Subversivo y coherente
Ferran Adrià tenía dos opciones tras su invitación a la Documenta de Kassel: aceptar la canonización artística impuesta desde fuera o mantener la coherencia con aquello que le ha convertido en un genio de la cocina. Ha elegido lo segundo. En lugar de trasladar su obra a Kassel, llevará a Kassel a El Bulli. Lejos de decepcionar, su decisión es inteligente y hasta subversiva. Adrià es un artista en El Bulli, en el peculiar universo donde ha triturado las viejas convenciones de la gastronomía. Es allí donde ha abierto un excitante panorama a la cocina, dominada durante los dos últimos siglos por los códigos procedentes de Francia.

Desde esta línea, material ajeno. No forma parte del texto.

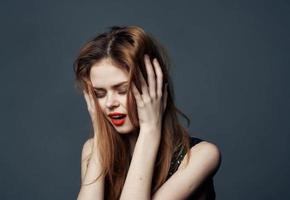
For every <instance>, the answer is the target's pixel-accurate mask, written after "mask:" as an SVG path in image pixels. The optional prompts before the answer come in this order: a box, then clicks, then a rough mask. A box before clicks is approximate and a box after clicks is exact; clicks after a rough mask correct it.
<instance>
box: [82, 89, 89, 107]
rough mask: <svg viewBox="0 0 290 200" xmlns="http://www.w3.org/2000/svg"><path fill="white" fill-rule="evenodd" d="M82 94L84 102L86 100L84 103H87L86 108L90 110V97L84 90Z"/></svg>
mask: <svg viewBox="0 0 290 200" xmlns="http://www.w3.org/2000/svg"><path fill="white" fill-rule="evenodd" d="M83 94H84V97H85V100H86V103H87V107H88V109H90V108H91V100H90V97H89V95H88V93H87V92H86V91H85V90H83Z"/></svg>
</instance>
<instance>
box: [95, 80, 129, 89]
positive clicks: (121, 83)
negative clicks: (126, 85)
mask: <svg viewBox="0 0 290 200" xmlns="http://www.w3.org/2000/svg"><path fill="white" fill-rule="evenodd" d="M126 83H128V81H123V82H121V83H117V84H115V85H113V86H112V88H113V89H116V88H118V87H120V86H122V85H124V84H126ZM93 88H94V89H95V90H103V88H100V87H93Z"/></svg>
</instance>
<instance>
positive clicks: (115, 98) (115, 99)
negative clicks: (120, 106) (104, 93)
mask: <svg viewBox="0 0 290 200" xmlns="http://www.w3.org/2000/svg"><path fill="white" fill-rule="evenodd" d="M105 104H106V107H107V108H108V109H112V108H115V107H118V106H119V105H120V102H119V100H118V98H117V96H116V94H115V93H110V94H109V93H108V95H107V98H106V102H105Z"/></svg>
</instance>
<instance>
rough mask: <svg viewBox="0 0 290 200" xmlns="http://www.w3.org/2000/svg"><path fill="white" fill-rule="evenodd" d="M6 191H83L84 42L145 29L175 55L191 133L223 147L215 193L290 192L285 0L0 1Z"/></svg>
mask: <svg viewBox="0 0 290 200" xmlns="http://www.w3.org/2000/svg"><path fill="white" fill-rule="evenodd" d="M0 5H1V6H0V20H1V32H0V34H1V37H0V40H1V43H0V44H1V68H0V74H1V78H0V85H1V104H0V109H1V114H0V120H1V122H0V123H1V130H0V131H1V140H0V156H1V159H0V162H1V163H0V170H1V175H0V179H1V181H0V199H3V200H4V199H17V200H21V199H27V200H28V199H41V200H45V199H47V200H51V199H62V200H63V199H76V196H77V194H78V191H79V184H80V153H81V148H82V145H83V143H84V141H85V140H86V139H87V137H88V136H89V130H90V119H89V115H88V113H87V110H86V106H85V101H84V99H83V97H82V96H81V95H79V94H78V93H77V92H76V90H75V89H74V87H73V78H74V77H73V71H72V62H73V60H74V59H75V57H76V55H77V53H78V51H79V48H80V47H81V46H82V45H83V44H84V43H85V42H86V41H87V40H88V39H89V38H91V37H93V36H94V35H95V34H96V33H98V32H102V31H104V30H105V28H107V27H109V26H111V25H138V26H141V27H143V28H144V29H145V30H146V31H148V32H150V33H152V34H153V35H154V36H155V37H156V38H157V39H159V41H160V42H161V43H163V44H164V45H165V46H166V47H167V49H168V51H169V53H170V56H171V58H172V60H173V64H174V70H173V71H172V76H173V80H174V84H175V85H174V88H175V91H176V103H177V105H178V106H179V107H180V108H181V109H182V110H183V111H184V112H185V113H186V114H187V115H188V116H189V117H190V119H191V126H190V131H191V132H192V133H193V132H197V133H195V135H196V136H198V137H201V138H204V139H206V140H208V141H211V142H213V143H215V144H216V145H218V146H219V148H220V150H221V152H222V156H223V161H222V165H221V167H220V170H219V171H218V173H217V175H216V176H215V187H216V193H217V199H225V200H227V199H229V200H232V199H241V200H244V199H289V198H290V190H289V185H290V180H289V177H290V170H289V169H290V160H289V150H290V149H289V146H288V143H289V139H290V137H289V129H290V125H289V112H290V108H289V100H290V99H289V98H290V90H289V85H290V83H289V82H290V81H289V79H288V77H289V63H290V62H289V61H290V56H289V53H290V48H289V43H290V38H289V35H290V27H289V23H290V22H289V20H290V3H289V1H274V0H273V1H245V0H231V1H230V0H228V1H223V0H221V1H214V0H212V1H207V0H200V1H180V2H178V3H177V1H171V2H170V1H162V2H161V1H133V0H132V1H115V2H113V1H99V2H98V1H72V0H70V1H66V2H65V1H56V0H55V1H31V0H29V1H13V0H12V1H1V3H0Z"/></svg>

Su invitación a Kassel formaba parte de la sacralización tradicional del artista: dotarle de un espacio para consagrarle. La canonización tiene mucho de sometimiento, de aceptación de las reglas del juego y de extrañamiento. Uno deja de ser lo que es para convertirse en lo que otros deciden que sea: un santo o un artista. Era interesante observar la respuesta de un heterodoxo a la idea tradicional de la consagración. ¿Qué podía ofrecer Adrià en Kassel? Nada. Ni era su espacio, ni podía entregarse a la ingenua y peligrosa tarea de satisfacer al despliegue mediático que ha rodeado todo este proceso. La Documenta representaba para Adrià algo parecido a una oferta-trampa y, en todo caso, un ejercicio de reflexión sobre su papel cultural, social, o lo que sea. La decisión ha sido brillante. Adrià se mantiene en su sitio y se transforma de invitado en invitador. Que Kassel se traslada a El Bulli. Ahí, sí. Ahí, Adrià es incontestable.